(Por convite do Professor João Cerejeira da Universidade
do Minho validado pela CIM do Tâmega e Sousa sacrifiquei a minha tarde de
transição para a vida inativa, as sextas feiras, para comentar em painel de discussão
o Plano Intermunicipal de Adaptação às Mudanças Climáticas, elaborado por uma
vasta equipa envolvendo investigadores das Universidades do Minho, do Porto e
de Trás-os-Montes e Alto Douro. Valeu a pena. Fica aqui o essencial da minha intervenção)
O primeiro comentário é de regozijo pela
relevância de um exercício como este. Em tempos em que há por aí malandros e
tontos inebriados pelo negacionismo, procurando reescrever a história
deturpando-a em função dos seus interesses, negando a ciência e a sua evidência,
traçar um caminho desafiando o trabalho científico sério e competente a
refletir sobre a incidência das alterações climáticas num dado território é a
opção certa para sensibilizar populações, agentes produtivos e decisores políticos.

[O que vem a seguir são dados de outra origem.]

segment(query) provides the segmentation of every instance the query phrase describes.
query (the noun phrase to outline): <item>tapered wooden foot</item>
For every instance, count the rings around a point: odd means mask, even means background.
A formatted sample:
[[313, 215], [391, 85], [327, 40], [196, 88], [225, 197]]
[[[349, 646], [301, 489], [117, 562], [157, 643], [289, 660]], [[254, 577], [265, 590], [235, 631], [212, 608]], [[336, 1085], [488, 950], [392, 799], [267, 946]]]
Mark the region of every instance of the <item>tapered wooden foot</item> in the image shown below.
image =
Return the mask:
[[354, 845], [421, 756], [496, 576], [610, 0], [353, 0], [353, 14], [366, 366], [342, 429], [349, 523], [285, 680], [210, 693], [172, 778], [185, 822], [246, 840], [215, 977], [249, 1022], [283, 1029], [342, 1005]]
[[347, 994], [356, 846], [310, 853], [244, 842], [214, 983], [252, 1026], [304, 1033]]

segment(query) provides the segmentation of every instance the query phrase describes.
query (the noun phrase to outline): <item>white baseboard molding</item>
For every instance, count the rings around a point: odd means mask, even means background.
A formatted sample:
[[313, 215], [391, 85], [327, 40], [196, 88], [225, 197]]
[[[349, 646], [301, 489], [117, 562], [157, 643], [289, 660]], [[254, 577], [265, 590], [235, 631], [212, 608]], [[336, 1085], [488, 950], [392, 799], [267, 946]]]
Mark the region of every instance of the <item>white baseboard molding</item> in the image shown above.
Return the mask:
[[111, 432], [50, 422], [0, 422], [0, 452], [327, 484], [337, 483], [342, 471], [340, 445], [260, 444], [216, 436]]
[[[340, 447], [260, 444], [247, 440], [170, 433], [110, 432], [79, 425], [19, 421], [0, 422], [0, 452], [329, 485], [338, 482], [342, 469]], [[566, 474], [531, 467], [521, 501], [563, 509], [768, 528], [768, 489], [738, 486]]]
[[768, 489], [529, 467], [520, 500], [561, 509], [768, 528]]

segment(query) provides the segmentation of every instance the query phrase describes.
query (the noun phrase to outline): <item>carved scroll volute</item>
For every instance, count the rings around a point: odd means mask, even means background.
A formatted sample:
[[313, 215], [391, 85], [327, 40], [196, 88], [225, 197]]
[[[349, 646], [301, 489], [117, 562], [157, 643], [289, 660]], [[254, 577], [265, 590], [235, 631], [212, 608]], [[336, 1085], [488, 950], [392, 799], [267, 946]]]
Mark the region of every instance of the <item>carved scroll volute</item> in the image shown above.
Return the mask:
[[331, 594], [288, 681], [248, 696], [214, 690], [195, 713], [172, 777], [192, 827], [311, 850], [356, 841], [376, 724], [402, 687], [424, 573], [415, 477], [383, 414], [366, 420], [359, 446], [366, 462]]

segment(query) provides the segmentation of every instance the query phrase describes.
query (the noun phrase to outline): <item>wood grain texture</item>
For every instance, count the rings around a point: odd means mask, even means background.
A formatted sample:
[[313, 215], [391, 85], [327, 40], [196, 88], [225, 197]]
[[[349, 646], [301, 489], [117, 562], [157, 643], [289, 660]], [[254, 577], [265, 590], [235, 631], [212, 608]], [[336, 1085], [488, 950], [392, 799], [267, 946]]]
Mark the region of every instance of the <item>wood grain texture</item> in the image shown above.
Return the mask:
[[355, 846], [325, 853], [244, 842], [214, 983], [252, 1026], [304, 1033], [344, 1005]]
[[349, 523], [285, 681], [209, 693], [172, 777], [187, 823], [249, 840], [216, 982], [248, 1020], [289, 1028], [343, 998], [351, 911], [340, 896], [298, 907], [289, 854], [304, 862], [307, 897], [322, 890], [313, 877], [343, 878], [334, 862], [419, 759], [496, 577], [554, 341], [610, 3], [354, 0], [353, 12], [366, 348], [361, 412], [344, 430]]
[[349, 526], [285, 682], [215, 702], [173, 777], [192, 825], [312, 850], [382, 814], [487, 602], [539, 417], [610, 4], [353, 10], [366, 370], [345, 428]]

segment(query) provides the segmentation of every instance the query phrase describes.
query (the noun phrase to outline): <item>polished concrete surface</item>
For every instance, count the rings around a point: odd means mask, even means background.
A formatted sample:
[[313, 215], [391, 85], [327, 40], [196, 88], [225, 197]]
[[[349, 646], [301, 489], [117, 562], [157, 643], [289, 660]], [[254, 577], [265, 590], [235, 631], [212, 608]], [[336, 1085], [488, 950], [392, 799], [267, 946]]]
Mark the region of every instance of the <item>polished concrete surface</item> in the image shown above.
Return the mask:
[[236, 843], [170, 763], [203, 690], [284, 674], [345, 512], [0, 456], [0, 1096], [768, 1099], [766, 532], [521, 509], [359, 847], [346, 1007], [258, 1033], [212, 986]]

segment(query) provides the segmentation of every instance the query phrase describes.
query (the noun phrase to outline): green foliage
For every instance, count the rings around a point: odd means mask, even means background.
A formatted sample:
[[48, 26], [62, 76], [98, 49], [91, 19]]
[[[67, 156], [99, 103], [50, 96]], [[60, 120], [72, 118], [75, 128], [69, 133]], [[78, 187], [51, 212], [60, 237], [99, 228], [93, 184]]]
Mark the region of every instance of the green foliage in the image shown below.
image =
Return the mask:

Um esforço sério e competente embora lutando com insuficiências de informação,
sobretudo porque os portugueses e as suas instituições não assumem uma cultura
de registo de informação que permita facilitar o trabalho científico. Assim,
penso que mais do que propor Observatórios avolumando a lista dos que não
passaram do papel ou resistem agonizantes ao seu desaparecimento precisamos de
espaços permanentes, alimentados por investigação científica para com
regularidade situar o estado da arte simultaneamente do ponto de vista do
conhecimento e dos resultados das intervenções de mitigação e adaptação às
mudanças climáticas. A CIM do Tâmega e Sousa e a vasta equipa interveniente
colocaram a fasquia muito alta para exercícios similares. É o primeiro registo
que devo fazer.
O segundo registo prende-se com a relevância
do nível intermunicipal assumido pelo Plano, sem contudo deixar de fornecer
elementos de valiosa informação sobre os efeitos locais e micro-locais dos diferentes
exercícios de cenarização que o trabalho apresenta. Um Atlas Digital completa o
relatório, o que concede uma vasta margem de manobra para o envolvimento de
populações e a sua sensibilização. A opção pelo nível intermunicipal em termos
de diagnóstico e recomendações não invalida numa lógica de ação a devida articulação
com lógicas regionais e nacionais. A abordagem em termos de planos de intervenção
às alterações climáticas (AC) pode ser concretizada territorialmente em escalas
diversas em função dos domínios de adaptação e mitigação, podendo justificar-se
nuns casos a focagem no plano nacional, noutros na lógica regional e outros ainda
na relação intermunicipal-local.
O terceiro registo prende-se com o facto do Plano
de Adaptação às AC corresponder a um território que apresenta um dos mais
baixos níveis de desenvolvimento do país. O Tâmega e Sousa por se tratar nem de
um território integrado no litoral mais desenvolvido, nem de um território
marcadamente interior (embora nele se identifiquem territórios de montanha mais
interiores, começa a justificar uma abordagem de discriminação positiva de
natureza integrada. Com o conhecimento que hoje possui das vulnerabilidades e
resiliências mais salientes aos efeitos das AC, a estratégia integrada de
desenvolvimento para o território do Tâmega e Sousa (TeS) pode ser equacionada
com a incorporação desse conhecimento e poder, assim, aspirar a um contributo
mais sólido para o problema nacional. O estudo mostra-nos que as zonas mais
vulneráveis a uma tipologia diversificada de AC são também aquelas que
apresentam, por exemplo, as evidências mais salientes de declínio demográfico. Há
quase cinquenta anos quando iniciei os meus estudos de desenvolvimento, o clima
fazia uma tímida aparição entre os fatores explicativos do desenvolvimento
desigual e do subdesenvolvimento. Tratava-se então de associar o clima e as
suas variedades no coração explicativo da produtividade. Hoje, as AÇ devem ser
localizadas no centro do próprio processo de desenvolvimento.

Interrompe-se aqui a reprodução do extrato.